- German name: Alternative – die Grünen Zug
- Founded: 27 August 2005
- Ideology: Green politics
- Political position: Left-wing politics

Website
- gruene-zug.ch

= Alternative – die Grünen Zug =

Die Alternative – die Grünen Zug (ALG) is a left-wing ecological party in the canton of Zug in Switzerland. It was formed in 2005 as Alternative Canton Zug through a merger of local groups. The largest of these groups was the Socialist Green Alternative Zug (SGA).

The SGA was founded in 1986 by members of the Socialist Workers' Party, non-party leftists and activists from the women's movement, trade unions and other initiatives.

From 1990 to 2006, Hanspeter Uster was a member of the Cantonal Government for the SGA . After the elections in October 2006, the Alternative Canton of Zug (ALG) was even represented in the Cantonal Government with two of the seven seats (Manuela Weichelt-Picard and Patrick Cotti). In October 2010, Patrick Cotti was voted out in favour of Stephan Schleiss (SVP). In the 2014 elections, the ALG increased its representation in the Cantonal Parliament from 7 to 10 seats. Councillor Weichelt was re-elected under the new majority voting system. In the 2018 cantonal elections, the ALG was unable to retain the seat of the retiring Manuela Weichelt-Picard, but the Alternative gained another seat in the Cantonal Parliament, giving them 11 members.

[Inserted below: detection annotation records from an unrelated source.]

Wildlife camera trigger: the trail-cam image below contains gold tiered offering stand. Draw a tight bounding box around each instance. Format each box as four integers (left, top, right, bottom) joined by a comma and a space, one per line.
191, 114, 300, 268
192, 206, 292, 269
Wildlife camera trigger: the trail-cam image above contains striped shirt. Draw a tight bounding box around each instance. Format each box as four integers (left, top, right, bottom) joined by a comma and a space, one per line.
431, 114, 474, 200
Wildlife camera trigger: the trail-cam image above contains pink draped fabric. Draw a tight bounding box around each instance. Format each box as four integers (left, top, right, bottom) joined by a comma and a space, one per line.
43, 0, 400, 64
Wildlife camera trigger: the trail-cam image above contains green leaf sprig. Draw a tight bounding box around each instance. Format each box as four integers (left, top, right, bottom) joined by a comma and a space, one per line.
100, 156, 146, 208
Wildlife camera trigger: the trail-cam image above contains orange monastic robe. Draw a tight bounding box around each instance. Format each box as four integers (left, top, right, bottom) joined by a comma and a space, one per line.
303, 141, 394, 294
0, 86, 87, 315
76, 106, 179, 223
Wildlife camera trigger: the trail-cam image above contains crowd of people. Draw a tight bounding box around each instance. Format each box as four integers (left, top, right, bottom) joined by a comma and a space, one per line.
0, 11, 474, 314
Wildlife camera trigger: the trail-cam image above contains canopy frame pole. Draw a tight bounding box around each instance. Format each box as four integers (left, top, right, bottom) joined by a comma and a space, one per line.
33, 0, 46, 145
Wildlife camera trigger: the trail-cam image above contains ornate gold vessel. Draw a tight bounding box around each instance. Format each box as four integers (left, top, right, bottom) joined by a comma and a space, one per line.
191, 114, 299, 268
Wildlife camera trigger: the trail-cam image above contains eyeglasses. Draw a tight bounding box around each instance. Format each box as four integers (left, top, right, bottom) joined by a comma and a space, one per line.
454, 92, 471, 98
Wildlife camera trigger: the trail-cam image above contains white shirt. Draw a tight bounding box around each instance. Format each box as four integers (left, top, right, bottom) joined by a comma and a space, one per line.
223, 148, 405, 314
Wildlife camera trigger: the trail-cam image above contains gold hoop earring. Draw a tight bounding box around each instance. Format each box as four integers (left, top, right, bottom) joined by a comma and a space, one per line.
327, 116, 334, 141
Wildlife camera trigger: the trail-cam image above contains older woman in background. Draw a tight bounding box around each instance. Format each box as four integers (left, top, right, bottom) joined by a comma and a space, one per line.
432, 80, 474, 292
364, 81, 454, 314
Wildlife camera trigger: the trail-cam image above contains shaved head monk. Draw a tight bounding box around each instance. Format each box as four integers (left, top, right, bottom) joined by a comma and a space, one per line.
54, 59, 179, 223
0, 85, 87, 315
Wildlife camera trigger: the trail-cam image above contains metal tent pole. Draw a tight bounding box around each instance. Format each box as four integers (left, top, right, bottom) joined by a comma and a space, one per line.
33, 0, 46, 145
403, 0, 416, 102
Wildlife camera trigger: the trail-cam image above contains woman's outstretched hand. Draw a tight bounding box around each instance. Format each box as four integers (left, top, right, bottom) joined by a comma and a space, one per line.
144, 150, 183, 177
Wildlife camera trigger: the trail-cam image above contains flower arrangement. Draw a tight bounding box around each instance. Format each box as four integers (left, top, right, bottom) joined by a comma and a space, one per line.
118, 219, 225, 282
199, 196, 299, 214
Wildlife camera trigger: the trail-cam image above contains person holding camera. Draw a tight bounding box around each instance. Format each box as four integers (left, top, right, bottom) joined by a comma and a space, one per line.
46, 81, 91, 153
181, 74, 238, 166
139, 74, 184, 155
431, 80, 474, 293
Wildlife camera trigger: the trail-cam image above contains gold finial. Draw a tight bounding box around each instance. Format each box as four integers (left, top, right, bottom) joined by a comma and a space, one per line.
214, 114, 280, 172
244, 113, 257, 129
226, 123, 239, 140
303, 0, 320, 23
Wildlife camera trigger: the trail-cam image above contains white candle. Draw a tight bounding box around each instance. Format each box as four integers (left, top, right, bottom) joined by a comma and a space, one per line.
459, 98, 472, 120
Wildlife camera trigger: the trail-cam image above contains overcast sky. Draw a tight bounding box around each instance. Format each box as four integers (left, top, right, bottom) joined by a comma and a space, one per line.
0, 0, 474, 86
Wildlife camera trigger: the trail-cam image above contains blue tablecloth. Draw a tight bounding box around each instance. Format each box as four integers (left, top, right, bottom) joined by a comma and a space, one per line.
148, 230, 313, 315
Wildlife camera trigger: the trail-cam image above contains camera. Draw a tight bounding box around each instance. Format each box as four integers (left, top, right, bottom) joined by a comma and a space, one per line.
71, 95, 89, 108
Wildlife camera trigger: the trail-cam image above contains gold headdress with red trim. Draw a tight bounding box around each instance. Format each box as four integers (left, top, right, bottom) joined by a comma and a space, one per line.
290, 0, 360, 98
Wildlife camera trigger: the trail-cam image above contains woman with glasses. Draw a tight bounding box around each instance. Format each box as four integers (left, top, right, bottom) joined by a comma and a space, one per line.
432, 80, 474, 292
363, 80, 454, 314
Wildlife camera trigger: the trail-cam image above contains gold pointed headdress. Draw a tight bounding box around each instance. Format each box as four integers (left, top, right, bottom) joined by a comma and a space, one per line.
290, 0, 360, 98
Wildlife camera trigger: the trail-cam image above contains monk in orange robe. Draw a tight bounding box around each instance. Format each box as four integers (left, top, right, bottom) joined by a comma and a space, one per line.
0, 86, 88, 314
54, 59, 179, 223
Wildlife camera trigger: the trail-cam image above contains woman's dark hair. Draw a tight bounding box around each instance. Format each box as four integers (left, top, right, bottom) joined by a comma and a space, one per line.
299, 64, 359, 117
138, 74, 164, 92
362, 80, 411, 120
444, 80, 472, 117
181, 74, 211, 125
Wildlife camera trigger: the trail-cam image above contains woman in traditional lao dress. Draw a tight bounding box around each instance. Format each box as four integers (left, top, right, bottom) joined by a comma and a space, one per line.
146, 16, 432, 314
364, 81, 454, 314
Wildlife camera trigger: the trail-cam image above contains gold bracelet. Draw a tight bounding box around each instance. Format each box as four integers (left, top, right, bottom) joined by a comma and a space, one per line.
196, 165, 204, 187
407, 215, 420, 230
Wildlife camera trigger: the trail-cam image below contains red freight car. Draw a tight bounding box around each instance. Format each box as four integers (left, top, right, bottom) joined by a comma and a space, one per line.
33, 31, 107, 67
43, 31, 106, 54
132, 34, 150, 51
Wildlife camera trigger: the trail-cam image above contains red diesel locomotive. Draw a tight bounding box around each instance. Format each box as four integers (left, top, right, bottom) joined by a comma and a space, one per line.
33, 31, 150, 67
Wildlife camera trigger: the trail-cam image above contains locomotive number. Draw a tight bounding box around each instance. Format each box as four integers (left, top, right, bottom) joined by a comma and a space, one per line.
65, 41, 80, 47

Between 2003 and 2011, the SGA (Swiss Alternative for Switzerland), or the Alternative – the Greens of Zug, held one of Zug's three seats in the Swiss National Council with Josef Lang. Lang joined the Green Party faction there from the outset. He narrowly missed re-election in the 2011 Swiss federal election. Since the 2019 elections, the Zug Alternatives (with Manuela Weichelt-Picard) have once again been represented in the National Council.

The Alternative Canton Zug was appointed a full member of the Green Party of Switzerland at the Green Party's delegates' meeting on 13 June 2009. Since then, the party has been called Alternative – the Greens Zug . On November 5, 2009, the Young Alternative Zug was founded as the youth wing of Alternative – the Greens Zug and as the Zug section of the Young Greens Switzerland.

The ALG advocates for fair tax and resource-conserving economic policies for the benefit of a strong society and economy with a healthy state budget, good public services, and protection of the landscape/environment.